Cryptoxanthin, one of the more obscure dietary carotenoids, also appears to possess some anti-cancer properties. Although research on this carotenoid is limited, cryptoxanthin may reduce the risk of cervical cancer and may inhibit growth of the Epstein-Barr virus.42,43

Carotenoid Antioxidant Hierarchy and Synergism

A recent experiment comparing the antioxidant properties of carotenoids found that lycopene had the greatest ability to scavenge free radicals. The complete antioxidant hierarchy of carotenoids was:

lycopene

beta-cryptoxanthin and beta-carotene (equal)

lutein and zeaxanthin (equal)

alpha-carotene

echinenone

cantaxanthin and astaxanthin.44

Evidence suggests that antioxidants in general, and carotenoids specifically, function synergistically and that a diversity of antioxidants potentiates their benefits. For example, a diverse combination of antioxidants, including beta-carotene, is far more effective in quenching free radicals than are only one of two antioxidants.45 The synergistic effect of carotenoids is suggested by animal studies showing that beta-carotene supplements increase blood levels of both beta- and alpha-carotene.46

Noting such synergism among nutrients, a leading nutritional epidemiologist recently argued that clinical studies may not the ideal method for assessing their health benefits: “If anything is well established in biochemistry, it is that nutrients interact with one another...Probably no single agent exists that is completely sufficient; rather, nutrients act optimally in conjunction with other agents.

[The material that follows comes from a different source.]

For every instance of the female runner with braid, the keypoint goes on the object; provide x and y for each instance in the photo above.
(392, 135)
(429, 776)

Furthermore, it is possible, even probably, that the effective amount of an agent is different for different conditions. For example, a dose or an agent that is ineffective at preventing lung cancer may be effective at preventing cataracts.”47

This sentiment has been echoed by other researchers, who have written that “not all antioxidants are created equal. A variety of nutrients have antioxidant activity or are integral to the function of antioxidant enzymes. However, the substantial differences in the structure and biologic properties of specific antioxidants are likely to influence their ability to prevent a specific disease...Therefore, a null finding for one antioxidant on disease risk does not mean that other antioxidants could not be effective.”48

Conclusion

In retrospect, researchers invested considerable resources to demonstrate that beta-carotene supplements could prevent lung cancer when no clear evidence had suggested that it would be of value in preventing this condition. They compounded this error with others, including the assumption that synthetic beta-carotene was equivalent to natural beta-carotene supplements, that other carotenoids had no significant biological value, and that carotenoid synergism played no role in health. In one instance, researchers also rushed to judgment, presenting their findings at a press conference rather than in a scientific journal and causing a panic among beta-carotene users.

However, the negative findings related to beta-carotene may have a positive outcome and lead to a new vision of the carotenoids as a family of beneficial nutrients. These studies appear to be fueling studies on other carotenoids and carotenoid isomers. Further experiments and evaluation of the ATBC and CARET studies have suggested that the increased risk of lung cancer with beta-carotene supplementation may be related to the use of a synthetic beta-carotene isomer and alcohol.

This review has focused on the anti-oxidant and some of the disease-preventing properties of beta-carotene and other carotenoids, as well as questions raised about the safety of beta-carotene in recent studies. It has not attempted to discuss the pro-vitamin A properties of carotenoids. Nor has it discussed the potential interactions between carotenoids and steroids, which could also influence the risk of cancer, coronary heart disease, and other diseases.

In conclusion, evidence supports the idea that natural beta-carotene and mixed carotenoid supplements are antioxidants with health-preserving properties, but that synthetic beta-carotene may have both risks as well as benefits. It also appears that antioxidants and carotenoids likely function in a synergistic manner, and a larger number of antioxidants are superior to a smaller number. In essence, the sum of carotenoids and other antioxidants is greater than their parts.